La celebración del sacramento no puede dejar fuera esta corresponsabilidad de la vida familiar respecto a la gran misión de amor de la Iglesia. Y así la vida de la Iglesia se enriquece con la belleza de esta alianza esponsal, así como se empobrece cada vez que la misma se ve desfigurada. La Iglesia, para ofrecer a todos los dones de la fe, del amor y la esperanza, necesita también de la valiente fidelidad de los esposos a la gracia de su sacramento. El pueblo de Dios necesita de su camino diario en la fe, en el amor y en la esperanza, con todas las alegrías y las fatigas que este camino comporta en un matrimonio y en una familia.

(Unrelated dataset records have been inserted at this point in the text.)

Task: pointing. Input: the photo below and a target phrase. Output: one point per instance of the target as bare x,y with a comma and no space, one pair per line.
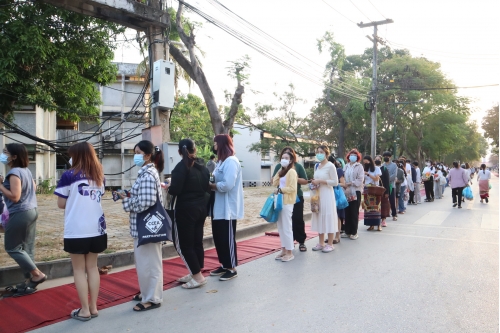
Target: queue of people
382,185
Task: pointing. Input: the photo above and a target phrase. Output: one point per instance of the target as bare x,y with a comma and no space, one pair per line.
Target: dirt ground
50,224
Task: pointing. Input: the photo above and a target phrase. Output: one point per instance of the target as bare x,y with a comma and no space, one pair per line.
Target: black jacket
190,185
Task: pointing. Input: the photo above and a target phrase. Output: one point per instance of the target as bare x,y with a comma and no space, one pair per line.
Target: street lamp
396,112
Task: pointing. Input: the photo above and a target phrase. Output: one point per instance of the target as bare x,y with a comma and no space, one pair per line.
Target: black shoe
228,275
219,271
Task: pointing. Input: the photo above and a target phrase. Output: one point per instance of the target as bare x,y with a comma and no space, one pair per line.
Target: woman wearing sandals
228,206
354,176
286,180
325,221
148,257
190,190
298,225
18,189
79,193
372,178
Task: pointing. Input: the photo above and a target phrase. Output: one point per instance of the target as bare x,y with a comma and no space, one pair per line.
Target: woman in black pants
190,190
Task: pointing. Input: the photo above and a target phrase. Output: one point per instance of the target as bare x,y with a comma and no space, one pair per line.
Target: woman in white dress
325,221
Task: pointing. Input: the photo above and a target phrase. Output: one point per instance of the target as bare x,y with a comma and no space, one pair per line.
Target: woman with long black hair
190,190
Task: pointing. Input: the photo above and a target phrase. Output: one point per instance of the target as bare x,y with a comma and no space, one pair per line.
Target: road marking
438,226
438,238
489,221
434,217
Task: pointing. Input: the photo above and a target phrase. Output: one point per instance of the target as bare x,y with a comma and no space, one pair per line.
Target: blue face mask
320,157
138,160
4,158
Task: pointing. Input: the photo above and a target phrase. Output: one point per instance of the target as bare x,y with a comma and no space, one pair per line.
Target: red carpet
53,305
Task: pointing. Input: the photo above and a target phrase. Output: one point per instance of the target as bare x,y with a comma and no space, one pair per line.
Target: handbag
315,202
154,225
278,202
268,213
340,198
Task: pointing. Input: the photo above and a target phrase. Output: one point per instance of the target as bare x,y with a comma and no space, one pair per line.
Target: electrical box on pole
163,84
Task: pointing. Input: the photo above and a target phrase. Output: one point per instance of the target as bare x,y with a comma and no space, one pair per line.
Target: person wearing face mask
286,180
428,179
354,176
418,197
190,191
298,224
385,206
18,188
325,221
393,169
148,257
372,178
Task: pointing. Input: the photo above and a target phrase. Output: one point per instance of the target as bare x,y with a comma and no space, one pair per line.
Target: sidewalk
434,270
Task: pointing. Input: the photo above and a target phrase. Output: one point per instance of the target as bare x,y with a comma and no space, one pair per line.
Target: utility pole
375,41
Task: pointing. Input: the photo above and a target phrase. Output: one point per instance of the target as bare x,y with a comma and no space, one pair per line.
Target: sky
462,35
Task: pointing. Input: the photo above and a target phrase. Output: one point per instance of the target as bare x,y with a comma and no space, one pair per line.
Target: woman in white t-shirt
79,193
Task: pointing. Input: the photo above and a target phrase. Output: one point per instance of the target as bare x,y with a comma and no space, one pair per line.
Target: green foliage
190,119
490,125
54,58
281,124
45,187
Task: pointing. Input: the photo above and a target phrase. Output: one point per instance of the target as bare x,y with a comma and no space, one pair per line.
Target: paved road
434,270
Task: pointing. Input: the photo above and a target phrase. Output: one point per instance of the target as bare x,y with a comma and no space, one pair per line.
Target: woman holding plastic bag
324,221
483,178
144,193
458,180
286,180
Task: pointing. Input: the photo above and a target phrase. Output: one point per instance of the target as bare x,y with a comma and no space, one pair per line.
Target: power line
359,10
326,3
377,9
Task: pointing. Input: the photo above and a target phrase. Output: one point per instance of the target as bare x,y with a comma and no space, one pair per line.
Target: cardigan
290,189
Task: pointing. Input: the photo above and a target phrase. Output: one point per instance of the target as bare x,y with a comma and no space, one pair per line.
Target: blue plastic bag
340,198
278,204
467,193
268,212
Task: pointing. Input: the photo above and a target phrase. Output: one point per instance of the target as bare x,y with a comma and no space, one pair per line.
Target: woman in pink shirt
458,180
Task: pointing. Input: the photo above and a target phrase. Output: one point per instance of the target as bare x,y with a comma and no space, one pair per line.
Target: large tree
490,125
53,58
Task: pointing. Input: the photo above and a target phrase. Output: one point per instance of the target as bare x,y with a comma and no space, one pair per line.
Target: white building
257,167
42,124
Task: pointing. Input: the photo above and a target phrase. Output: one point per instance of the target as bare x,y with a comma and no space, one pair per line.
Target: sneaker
219,271
327,248
229,274
318,247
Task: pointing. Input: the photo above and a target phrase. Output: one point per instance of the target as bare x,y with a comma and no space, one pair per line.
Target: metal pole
374,91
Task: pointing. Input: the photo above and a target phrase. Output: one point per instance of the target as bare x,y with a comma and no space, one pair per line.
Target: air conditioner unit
163,84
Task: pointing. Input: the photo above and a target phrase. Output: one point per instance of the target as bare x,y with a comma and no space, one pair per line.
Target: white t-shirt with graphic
83,216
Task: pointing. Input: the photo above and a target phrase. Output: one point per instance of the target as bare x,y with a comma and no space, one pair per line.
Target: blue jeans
401,199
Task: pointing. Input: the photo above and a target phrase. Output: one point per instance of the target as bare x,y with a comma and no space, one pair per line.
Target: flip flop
75,315
143,308
192,284
185,279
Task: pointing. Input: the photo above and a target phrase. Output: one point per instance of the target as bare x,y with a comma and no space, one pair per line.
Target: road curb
62,267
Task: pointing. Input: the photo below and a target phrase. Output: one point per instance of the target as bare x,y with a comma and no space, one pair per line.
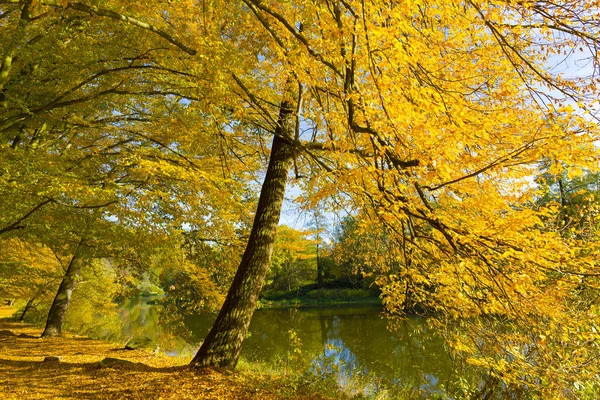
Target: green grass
314,297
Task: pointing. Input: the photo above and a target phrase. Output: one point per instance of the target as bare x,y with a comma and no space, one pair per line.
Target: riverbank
29,370
321,297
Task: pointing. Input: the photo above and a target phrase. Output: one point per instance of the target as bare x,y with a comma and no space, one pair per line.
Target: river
351,343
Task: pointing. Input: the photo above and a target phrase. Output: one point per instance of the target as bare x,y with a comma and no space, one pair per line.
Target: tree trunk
60,304
222,346
28,307
319,270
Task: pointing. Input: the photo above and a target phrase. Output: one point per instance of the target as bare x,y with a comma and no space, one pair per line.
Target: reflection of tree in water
358,343
352,342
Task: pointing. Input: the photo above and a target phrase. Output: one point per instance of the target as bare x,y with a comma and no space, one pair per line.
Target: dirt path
78,375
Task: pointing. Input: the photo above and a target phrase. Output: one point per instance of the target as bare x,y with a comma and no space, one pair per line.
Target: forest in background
146,148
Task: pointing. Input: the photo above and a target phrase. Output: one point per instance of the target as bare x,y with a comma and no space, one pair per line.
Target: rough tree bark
60,304
222,346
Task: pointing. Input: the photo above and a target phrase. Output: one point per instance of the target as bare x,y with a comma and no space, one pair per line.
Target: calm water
344,341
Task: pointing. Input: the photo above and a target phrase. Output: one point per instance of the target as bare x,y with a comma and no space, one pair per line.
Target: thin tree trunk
60,304
319,270
222,346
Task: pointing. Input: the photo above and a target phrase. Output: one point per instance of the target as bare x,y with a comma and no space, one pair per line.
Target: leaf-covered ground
25,375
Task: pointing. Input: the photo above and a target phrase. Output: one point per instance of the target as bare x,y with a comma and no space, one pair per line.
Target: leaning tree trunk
222,346
60,304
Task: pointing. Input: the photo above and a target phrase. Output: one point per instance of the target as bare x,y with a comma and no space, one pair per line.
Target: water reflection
347,342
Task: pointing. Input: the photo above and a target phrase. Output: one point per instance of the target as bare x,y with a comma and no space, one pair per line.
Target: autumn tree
293,261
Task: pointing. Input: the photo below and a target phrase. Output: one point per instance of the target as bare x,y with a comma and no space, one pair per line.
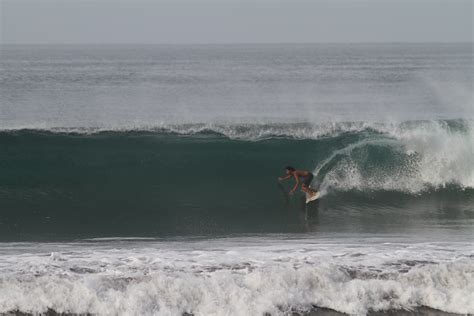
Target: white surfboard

La ruta está de este modo marcada para siempre, es la ruta del amor: se ama como ama Dios, para siempre. Cristo no cesa de cuidar a la Iglesia: la ama siempre, la cuida siempre, como a sí mismo. Cristo no cesa de quitar del rostro humano las manchas y las arrugas de todo tipo. Es conmovedora y muy bella esta irradiación de la fuerza y de la ternura de Dios que se transmite de pareja a pareja, de familia a familia. Tiene razón san Pablo: esto es precisamente un «gran misterio». Hombres y mujeres, lo suficientemente valientes para llevar este tesoro en «vasijas de barro» de nuestra humanidad, son —estos hombres y estas mujeres tan valientes— un recurso esencial para la Iglesia, también para todo el mundo. Que Dios los bendiga mil veces por esto.


Saludos


Saludo a los peregrinos de lengua española, en particular a  los Oficiales de la Academia Superior de Policía de Colombia, así como a los grupos venidos de España, México, Argentina, Guatemala, Venezuela y otros países latinoamericanos. Queridos hermanos y hermanas, pidamos para que el matrimonio y las familias sean un reflejo de la fuerza y de la ternura de Dios en nuestra sociedad. Muchas gracias.